RS FM’de Yavuz Oğhan’ın hazırlayıp sunduğu 'Bidebunudinle' programında soruları yanıtlayan HDP’li Sırrı Süreyya Önder’e göre, işin özünde yargıya güvensizlik var ve bunu ilk dile getiren kendisi değil hükümete yakın gazeteler ile internet siteleri.
'YANLIŞ İŞ, YAPANIN AYAĞINA DOLANIR'
Yargılamalar sırasında çözüm sürecine ilişkin mahkemelerde ne söyleyeceklerini de anlatan Önder, şöyle konuştu:
"Hakim ve savcıları düzenledikten sonra bu dokunulmazlığı yürürlüğe koyacaklar diye bütün televizyon programlarında benim tespitim gibi sunuluyor ama hâşâ benim tespitim değil, bu hükümete yakın gazete ve internet sitelerinin yayınlarında var. “Anayasa değişince hükümeti zor durumda bırakmak için Kılıçdaroğlu veya Bahçeli tutuklanırsa” diye haber yaptılar. Ben de bunu adalet bakanına sordum, dedim ki; bakın bu hükümet muhalifi bir yayın organında çıksaydı şöyle böyle diyebilirdiniz, üstelik haberde referans olarak da AK Parti’de üst düzey yetkililer gösteriliyor. Peki kripto bir cemaatçi denk gelirse nasıl olacak? Yani yaptıkları işin iler tutar bir yanı olmadığını göstermek istedim. Bugün de öngörülerimiz sezgilerimizin doğru olduğu ve bunların işbilmezlikleri çıkıyor ortaya. Eğer doğruluk üzerine bir işleyiş içinde değilseniz gelir bir yerde mutlaka ayağınıza takılır. Bu da böyle oldu."
'YARGIÇLARA GÜVENMİYORSANIZ DURUMUNUZ VAHİM'
Düzenlemenin hukukun temel ilkelerine, evrensel normlara aykırı olduğunu savunan Önder, kazanılmış haklar, kazanılmış hakların geriye yürütülememesi gibi temel ilkelerin eğilip büküldüğünü iddia etti. 'Herkes biliyor ama kimse itiraz etmiyor' diyerek düzenlemeye ses çıkarmayanları eleştiren Önder, “Başından beri uyarıyorum, bu işler böyledir, hukukla bu kadar oynarsanız, babanızın bostanı gibi, gelir bir yerde elinize yapışır, burada da böyle oldu” dedi.
'12 EYLÜL REJİMİYLE AKP ARASINDA 10 DAKİKALIK FARK VAR'
'CUMHURBAŞKANI DA BİZİMLE O SANDALYEDE OTURMALI'
"Çözüm sürecinde biz adaya gidip geliyoruz, İmralı’ya, Kandil’e gidip geliyoruz, hem de basının önünde, dünya basının önünde.
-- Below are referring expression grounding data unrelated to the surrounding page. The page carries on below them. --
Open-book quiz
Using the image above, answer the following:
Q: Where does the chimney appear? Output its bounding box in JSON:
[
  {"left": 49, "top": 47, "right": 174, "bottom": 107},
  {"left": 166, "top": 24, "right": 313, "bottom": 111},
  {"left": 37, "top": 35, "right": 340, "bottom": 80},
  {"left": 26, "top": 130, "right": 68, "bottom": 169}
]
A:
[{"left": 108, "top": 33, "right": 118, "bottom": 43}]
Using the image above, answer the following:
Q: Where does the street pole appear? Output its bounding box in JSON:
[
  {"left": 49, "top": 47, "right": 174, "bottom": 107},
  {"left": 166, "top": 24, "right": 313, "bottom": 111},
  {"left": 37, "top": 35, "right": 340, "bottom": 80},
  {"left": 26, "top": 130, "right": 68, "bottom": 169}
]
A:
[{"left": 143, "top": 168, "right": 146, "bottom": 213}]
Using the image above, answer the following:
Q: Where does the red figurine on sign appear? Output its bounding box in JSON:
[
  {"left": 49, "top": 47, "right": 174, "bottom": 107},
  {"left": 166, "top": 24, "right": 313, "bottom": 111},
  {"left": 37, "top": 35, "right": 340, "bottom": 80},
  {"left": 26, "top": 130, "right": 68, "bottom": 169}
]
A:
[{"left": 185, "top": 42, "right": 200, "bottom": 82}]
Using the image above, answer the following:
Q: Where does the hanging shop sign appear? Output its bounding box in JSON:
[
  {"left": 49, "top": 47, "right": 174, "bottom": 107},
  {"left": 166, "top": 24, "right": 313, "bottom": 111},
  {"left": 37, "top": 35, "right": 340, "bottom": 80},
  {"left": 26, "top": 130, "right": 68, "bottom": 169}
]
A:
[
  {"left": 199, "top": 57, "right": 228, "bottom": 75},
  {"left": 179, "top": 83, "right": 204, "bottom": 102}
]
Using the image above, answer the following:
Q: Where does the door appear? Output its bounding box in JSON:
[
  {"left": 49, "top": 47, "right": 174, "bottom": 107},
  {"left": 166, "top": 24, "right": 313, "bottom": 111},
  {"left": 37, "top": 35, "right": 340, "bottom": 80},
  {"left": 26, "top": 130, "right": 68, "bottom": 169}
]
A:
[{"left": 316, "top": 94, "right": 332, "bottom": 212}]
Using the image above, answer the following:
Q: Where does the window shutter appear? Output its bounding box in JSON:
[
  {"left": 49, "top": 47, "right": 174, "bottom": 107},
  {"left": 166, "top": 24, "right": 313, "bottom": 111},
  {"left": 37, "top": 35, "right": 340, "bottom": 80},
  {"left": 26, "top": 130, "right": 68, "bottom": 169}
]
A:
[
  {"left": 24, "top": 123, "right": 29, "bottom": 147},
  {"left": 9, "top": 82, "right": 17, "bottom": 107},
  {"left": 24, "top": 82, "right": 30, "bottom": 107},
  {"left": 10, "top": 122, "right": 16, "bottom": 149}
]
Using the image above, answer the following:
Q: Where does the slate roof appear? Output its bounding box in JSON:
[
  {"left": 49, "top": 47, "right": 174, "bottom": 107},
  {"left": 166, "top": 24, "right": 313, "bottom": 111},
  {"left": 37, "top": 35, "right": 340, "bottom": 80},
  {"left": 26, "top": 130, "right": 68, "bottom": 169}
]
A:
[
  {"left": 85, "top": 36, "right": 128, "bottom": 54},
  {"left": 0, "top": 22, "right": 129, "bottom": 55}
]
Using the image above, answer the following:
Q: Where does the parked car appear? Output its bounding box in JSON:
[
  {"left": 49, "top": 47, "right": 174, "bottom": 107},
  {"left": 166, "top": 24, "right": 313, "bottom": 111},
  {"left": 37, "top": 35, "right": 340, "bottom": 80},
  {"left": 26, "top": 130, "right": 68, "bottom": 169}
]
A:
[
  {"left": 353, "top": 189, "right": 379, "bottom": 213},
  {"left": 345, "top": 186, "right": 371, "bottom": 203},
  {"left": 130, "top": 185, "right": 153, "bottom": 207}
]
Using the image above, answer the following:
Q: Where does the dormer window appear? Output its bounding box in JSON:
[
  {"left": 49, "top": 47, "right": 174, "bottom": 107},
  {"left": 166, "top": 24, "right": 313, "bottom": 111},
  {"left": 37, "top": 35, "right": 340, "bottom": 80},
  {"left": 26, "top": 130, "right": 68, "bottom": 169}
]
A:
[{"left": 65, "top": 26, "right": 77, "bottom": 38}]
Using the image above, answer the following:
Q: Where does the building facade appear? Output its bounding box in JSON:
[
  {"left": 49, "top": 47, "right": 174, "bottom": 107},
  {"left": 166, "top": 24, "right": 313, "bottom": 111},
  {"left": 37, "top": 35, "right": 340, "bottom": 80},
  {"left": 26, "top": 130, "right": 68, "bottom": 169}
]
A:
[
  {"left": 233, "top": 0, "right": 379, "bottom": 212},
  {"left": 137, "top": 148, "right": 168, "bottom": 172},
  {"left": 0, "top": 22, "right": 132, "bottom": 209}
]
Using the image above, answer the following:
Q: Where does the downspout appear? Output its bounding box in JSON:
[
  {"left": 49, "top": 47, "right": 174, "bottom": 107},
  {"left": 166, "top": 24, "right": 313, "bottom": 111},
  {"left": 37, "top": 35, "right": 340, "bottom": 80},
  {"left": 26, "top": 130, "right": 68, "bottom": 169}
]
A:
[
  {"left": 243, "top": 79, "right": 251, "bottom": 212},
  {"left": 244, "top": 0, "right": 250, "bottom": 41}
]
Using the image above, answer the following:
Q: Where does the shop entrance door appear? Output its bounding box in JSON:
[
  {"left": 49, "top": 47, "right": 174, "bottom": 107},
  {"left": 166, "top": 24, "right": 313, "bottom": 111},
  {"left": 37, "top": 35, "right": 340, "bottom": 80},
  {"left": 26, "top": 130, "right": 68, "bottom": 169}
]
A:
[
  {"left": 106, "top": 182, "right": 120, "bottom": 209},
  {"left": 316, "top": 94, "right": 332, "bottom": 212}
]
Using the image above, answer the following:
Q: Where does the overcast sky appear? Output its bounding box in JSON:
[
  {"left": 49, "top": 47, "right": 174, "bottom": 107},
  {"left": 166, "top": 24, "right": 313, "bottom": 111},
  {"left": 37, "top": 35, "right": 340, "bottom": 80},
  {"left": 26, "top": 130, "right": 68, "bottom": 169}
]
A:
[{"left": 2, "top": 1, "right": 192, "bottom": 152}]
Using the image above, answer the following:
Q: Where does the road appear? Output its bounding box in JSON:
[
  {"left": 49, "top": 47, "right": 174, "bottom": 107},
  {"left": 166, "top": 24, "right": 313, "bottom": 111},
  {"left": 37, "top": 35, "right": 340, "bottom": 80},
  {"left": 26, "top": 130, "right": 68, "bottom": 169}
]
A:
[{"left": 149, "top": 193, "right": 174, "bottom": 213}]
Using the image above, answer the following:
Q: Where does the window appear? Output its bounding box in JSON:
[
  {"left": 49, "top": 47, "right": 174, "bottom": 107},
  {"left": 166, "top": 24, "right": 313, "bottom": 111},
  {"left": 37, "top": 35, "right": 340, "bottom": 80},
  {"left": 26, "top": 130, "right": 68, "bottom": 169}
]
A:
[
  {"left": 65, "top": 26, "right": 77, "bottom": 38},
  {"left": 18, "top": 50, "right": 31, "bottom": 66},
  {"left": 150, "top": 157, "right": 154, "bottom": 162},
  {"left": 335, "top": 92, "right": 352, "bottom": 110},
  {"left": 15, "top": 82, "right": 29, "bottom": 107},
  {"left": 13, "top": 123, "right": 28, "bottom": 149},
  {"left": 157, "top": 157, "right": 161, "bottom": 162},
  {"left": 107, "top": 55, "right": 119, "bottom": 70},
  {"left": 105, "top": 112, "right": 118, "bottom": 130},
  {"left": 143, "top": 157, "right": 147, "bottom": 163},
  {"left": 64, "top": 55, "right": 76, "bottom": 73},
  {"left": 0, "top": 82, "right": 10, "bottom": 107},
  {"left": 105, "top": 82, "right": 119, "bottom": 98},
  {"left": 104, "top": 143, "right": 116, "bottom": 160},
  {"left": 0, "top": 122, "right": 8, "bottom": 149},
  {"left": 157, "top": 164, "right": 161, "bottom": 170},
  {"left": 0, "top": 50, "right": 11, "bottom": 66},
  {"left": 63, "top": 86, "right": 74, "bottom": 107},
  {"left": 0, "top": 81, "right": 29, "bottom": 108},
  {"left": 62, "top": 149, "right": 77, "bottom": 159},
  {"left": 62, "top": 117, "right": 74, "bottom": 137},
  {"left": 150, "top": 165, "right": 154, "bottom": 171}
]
Çözüm çerçeve yasası çıkmadan önce biz ne olacak diye sorduk, bu nereye kadar böyle gidecek diye. O günkü muhataplarımızın bize söylediği; adaya her gidiş geliş MGK’da saptanıyor biçimindeydi. Her bir adım karar altına alınıyor dediler. Milli Güvenlik Kurulu’nun gizli bir yönetmeliği var, ona dayanarak alıyoruz bu kararları dedi. Mahkemede anlatacağımız da bir tehdit, şantaj değil. Tehdit de etmiyoruz, şantaj da yapmıyoruz. Mahkemede anlatacağımız, sen burada kararlaştırılmış bir şeyi eğer yargı konusu yapıyorsan bunun bütün bileşenlerinin de buraya gelip ifade vermesi gerekir. Yani kimdir MGK'nın üyeleri? Hükümet. Cumhurbaşkanının başbakanın gelip bizim yanımızda oturmaları gerekir diyeceğiz. Kastettiğim de buydu."